In the midst of the story is a snapping turtle that may be hundreds of years old, if age and time actually exist in this place. Should we see that turtle as symbolic, or just as a flesh-and-blood creature that has wandered into a conceptual space?

I don’t know. I think it’s native to the place, whatever that means, and that’s why it interests Ronna. She seems to see it as a symbol, so it’s useful to her in that way.

Do you think the future that Ronna envisions for Max is accurate?

I don’t see any reason to doubt her. But I don’t know.

This is your first published story. Do you think of it as speculative fiction? Were you influenced by any other stories when working on it? What are you working on next?
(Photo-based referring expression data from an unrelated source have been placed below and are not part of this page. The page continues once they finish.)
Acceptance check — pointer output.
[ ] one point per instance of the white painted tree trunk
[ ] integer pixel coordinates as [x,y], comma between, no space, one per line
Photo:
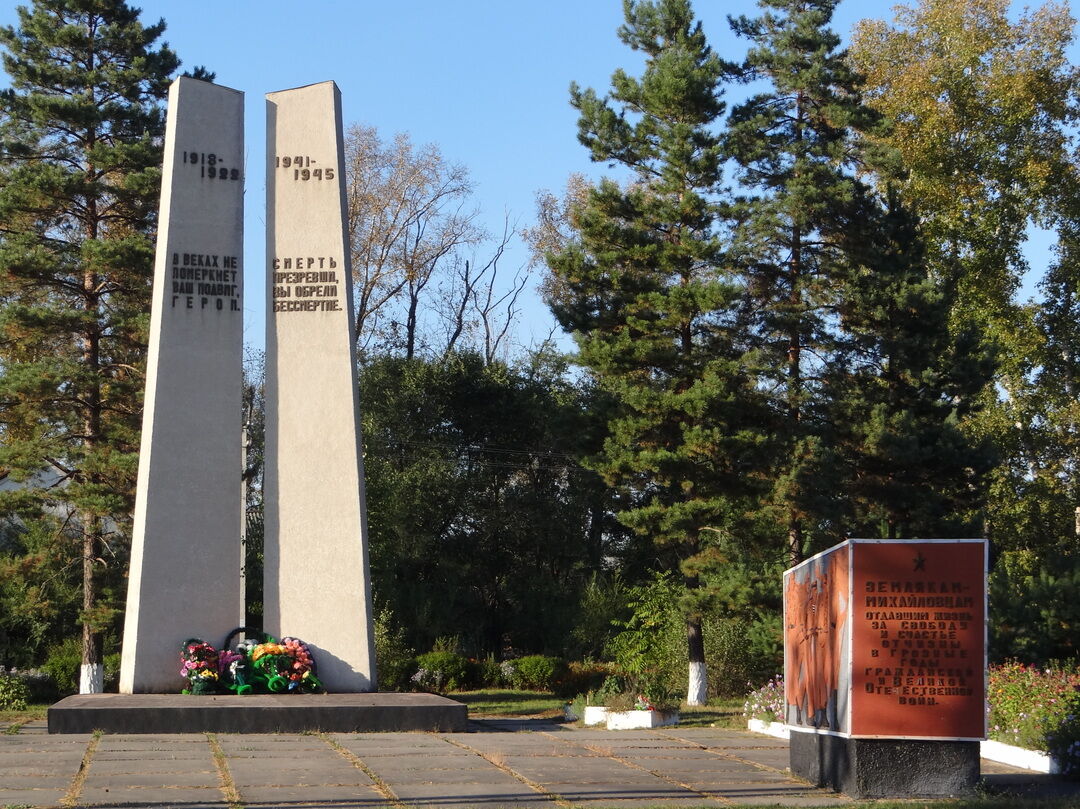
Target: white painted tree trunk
[91,678]
[696,692]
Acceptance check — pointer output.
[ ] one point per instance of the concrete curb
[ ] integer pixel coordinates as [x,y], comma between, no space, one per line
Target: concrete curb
[991,751]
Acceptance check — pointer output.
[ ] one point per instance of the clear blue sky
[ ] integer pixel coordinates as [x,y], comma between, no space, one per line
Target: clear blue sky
[486,80]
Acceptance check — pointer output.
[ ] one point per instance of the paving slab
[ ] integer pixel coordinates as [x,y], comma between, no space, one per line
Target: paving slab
[12,781]
[30,797]
[120,768]
[139,796]
[265,713]
[301,774]
[469,796]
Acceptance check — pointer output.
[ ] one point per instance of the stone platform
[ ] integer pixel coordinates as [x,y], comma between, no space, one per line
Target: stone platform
[338,713]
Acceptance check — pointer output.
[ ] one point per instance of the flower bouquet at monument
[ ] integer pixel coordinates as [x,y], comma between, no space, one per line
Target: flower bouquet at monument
[199,666]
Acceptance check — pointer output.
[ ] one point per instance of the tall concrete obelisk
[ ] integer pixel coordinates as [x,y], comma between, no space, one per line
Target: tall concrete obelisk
[186,556]
[315,584]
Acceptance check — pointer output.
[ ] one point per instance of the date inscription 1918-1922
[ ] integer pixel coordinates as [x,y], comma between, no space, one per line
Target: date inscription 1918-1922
[301,167]
[210,165]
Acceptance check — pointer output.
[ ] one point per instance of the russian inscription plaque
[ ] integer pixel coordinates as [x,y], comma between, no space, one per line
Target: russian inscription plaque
[885,660]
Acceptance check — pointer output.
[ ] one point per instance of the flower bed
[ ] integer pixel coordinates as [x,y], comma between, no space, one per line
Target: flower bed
[636,719]
[1038,710]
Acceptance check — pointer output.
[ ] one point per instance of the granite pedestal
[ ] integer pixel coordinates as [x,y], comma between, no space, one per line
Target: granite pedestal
[881,768]
[340,713]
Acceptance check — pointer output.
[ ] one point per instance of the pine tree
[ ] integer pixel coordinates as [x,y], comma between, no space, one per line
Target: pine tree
[796,151]
[906,385]
[643,291]
[81,153]
[851,326]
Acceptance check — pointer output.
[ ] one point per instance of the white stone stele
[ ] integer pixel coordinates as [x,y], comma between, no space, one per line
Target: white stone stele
[777,729]
[316,584]
[186,554]
[1028,759]
[595,715]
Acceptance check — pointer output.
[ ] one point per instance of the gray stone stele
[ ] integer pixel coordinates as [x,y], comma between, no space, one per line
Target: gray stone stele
[186,555]
[316,583]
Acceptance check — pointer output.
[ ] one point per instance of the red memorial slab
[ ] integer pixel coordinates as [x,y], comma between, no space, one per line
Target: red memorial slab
[887,639]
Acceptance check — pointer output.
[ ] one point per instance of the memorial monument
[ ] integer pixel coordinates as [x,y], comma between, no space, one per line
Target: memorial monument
[316,583]
[885,665]
[186,556]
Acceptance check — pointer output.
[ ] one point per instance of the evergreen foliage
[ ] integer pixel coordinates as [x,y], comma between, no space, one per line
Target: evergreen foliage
[848,324]
[643,290]
[81,151]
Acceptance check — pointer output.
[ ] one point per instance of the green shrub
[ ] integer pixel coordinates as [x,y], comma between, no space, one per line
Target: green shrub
[537,672]
[486,673]
[441,671]
[14,693]
[768,702]
[394,660]
[1030,705]
[63,663]
[651,646]
[40,685]
[1064,741]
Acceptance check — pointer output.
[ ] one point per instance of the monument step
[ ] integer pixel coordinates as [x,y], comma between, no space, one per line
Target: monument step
[339,713]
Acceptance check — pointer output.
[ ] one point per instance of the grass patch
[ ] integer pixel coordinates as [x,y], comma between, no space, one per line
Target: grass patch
[719,713]
[36,711]
[493,702]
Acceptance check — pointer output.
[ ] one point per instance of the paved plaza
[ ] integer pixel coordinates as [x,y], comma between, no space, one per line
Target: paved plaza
[497,764]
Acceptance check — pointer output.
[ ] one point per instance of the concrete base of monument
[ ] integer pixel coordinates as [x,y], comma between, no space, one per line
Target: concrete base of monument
[166,713]
[886,768]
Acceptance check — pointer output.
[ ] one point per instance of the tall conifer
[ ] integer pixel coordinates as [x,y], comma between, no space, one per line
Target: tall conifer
[81,156]
[643,291]
[796,153]
[851,327]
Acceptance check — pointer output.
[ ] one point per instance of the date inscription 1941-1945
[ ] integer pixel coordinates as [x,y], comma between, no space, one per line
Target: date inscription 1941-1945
[301,165]
[210,165]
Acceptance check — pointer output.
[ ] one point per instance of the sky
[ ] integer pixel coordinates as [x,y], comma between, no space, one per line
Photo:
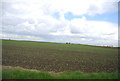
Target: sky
[92,22]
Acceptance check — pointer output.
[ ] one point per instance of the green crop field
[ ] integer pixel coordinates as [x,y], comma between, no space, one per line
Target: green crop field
[59,57]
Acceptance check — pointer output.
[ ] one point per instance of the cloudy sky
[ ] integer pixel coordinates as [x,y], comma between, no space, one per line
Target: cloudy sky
[93,22]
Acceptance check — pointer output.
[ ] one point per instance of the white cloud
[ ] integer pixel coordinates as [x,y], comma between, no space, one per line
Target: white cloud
[33,19]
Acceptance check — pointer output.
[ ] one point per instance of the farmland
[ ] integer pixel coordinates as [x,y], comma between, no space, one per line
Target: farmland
[59,57]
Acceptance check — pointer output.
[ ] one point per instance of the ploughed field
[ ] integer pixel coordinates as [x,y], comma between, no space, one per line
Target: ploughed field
[58,57]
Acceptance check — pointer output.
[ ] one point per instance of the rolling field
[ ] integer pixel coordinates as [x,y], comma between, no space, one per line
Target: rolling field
[56,57]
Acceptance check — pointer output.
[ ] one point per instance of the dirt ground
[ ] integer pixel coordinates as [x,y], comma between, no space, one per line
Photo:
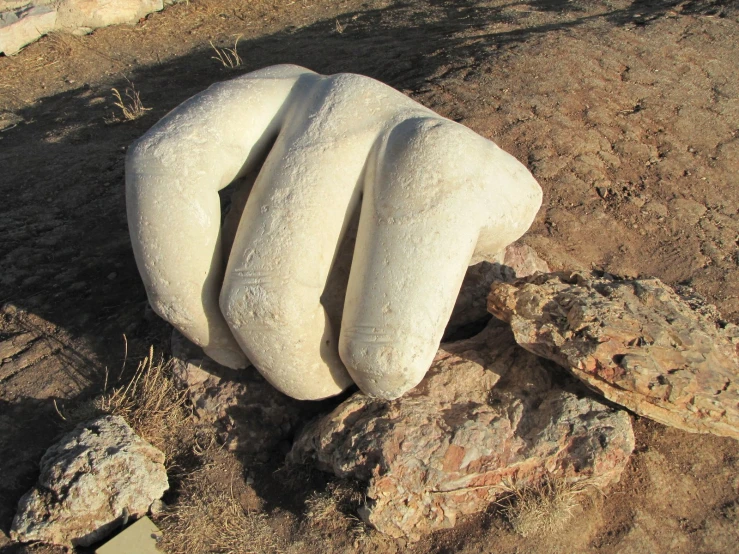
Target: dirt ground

I feel lucky not to have to think too hard about those distinctions—though, for the most part, I don’t consider myself interested in, or capable of, writing genre fiction. I don’t think I had any particular stories in mind while writing “Wood Sorrel House,” but I was reading Shirley Jackson at the time. I also had Joy Williams’s “The Visiting Privilege: New and Collected Stories” on my nightstand all that summer. And, while revising, I was fortunate to come across Patrick Harpur’s brilliant book on apparitions, the supernatural, and mythology, “Daimonic Reality: A Field Guide to the Otherworld.” That was a major encounter for me. Whenever I needed to shake up my thinking, I’d turn to that book. Now I’m writing new stories, and finishing up some older ones. I like to imagine them as a collection.

Why does wood sorrel appear so prominently in the title and the story? Does the plant have special significance for you?

I was thinking of the kinds of named houses I’ve seen, mostly around New England, I suppose—ramshackle places with names, on old hand-carved signs, like “The Eagle’s Nest” or “Wild Rose Lodge.” The selection of wood sorrel was mostly arbitrary. But I see it more, now, since writing the story.